[unios] Re: Generic Design
Anders Petersson
anders.petersson@mbox320.swipnet.se
Mon, 14 Dec 1998 17:27:02 +0100
From: Anders Petersson <anders.petersson@mbox320.swipnet.se>
At 15:51 1998-12-11 , you wrote:
>From: Pieter Dumon <Pieter.Dumon@rug.ac.be>
>
>> >> Hardware
>> >> --------
>> >> ...
>> >> There are exceptions to the rule that hardware is objects. One is
storage,
>> >> which isn't used in the same way, and should be protected from being
used
>> >> up in some other way.
>> >
>> >Do you recon that storage is a big part of the devices in a computer?
>>
>> The actual devices are objects. The space itself is not. That's what I
>> meant. I can't think of any good way to make the storage room into objects.
>?? why not ?
>
>> This should be better protected by limiting each user to a certain size of
>> storage or something.
>
>__Every__ OS limits the space users have on the system. (except for the
>stupid DOS/win9x). Off course this is something that must be implemented.
It need to be protected, but maybe not just by a static limit. Users might
have different space requirements at different times. Space could lay
unused on one user's account, while other users have their quotas filled up.
This is not a major issue, thou... The specific policies should not be a
design decision, this should be changable runtime. What we need to worry
about is that different policies are permitted by the design.
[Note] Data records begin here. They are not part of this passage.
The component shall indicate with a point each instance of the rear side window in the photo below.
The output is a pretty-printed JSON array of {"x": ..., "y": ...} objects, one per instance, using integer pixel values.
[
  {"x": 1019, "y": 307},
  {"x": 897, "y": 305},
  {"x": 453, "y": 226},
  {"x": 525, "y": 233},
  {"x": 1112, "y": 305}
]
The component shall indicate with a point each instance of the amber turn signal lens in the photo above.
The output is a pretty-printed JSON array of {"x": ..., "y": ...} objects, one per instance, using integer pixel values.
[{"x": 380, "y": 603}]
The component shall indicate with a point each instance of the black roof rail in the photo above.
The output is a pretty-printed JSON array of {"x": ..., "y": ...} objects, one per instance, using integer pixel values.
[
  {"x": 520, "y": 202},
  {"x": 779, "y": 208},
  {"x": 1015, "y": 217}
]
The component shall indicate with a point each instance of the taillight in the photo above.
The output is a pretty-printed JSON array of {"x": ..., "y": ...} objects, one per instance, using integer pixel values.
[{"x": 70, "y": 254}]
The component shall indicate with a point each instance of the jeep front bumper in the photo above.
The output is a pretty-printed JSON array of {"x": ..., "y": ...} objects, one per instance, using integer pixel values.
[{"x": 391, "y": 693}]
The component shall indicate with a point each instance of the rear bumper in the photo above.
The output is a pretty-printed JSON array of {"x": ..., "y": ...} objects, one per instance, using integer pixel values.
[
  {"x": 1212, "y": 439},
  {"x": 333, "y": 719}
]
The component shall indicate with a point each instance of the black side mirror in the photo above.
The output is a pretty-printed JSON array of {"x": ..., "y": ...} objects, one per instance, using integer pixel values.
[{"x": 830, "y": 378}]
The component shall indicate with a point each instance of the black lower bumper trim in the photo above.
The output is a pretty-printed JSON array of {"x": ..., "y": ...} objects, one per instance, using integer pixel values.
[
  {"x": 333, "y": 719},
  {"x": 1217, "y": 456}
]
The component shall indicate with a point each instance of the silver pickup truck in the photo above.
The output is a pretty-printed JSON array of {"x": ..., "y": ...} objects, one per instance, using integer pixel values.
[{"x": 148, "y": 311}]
>> This was actually more of a loose thought. You're probably right that this
>> would be too slow. But I still think processing time has to be delegated in
>> a controlled way. One user can't take up all computer power if others don't
>> want him to.
>
>Off course not. A user cannot just give its own processes the maximum
>priority !
>
>When it comes to scheduling, we can just use the standard ones :
>Unix,WinNT,OS/2,... They all folow a very similar algorithm. And this is
>somethign that won't hurt generality and flexibility. You should have a
>look at the Linux scheduling algorithm. It's pretty small and efficient.
>Perhaps not as fine-tuned as some commercial Unices, but you can get it's
>code, off course.
I'm not very interested in general when it comes to specific
implementations... it's the overall design that feels important to *me*.
But we will need a good implementation.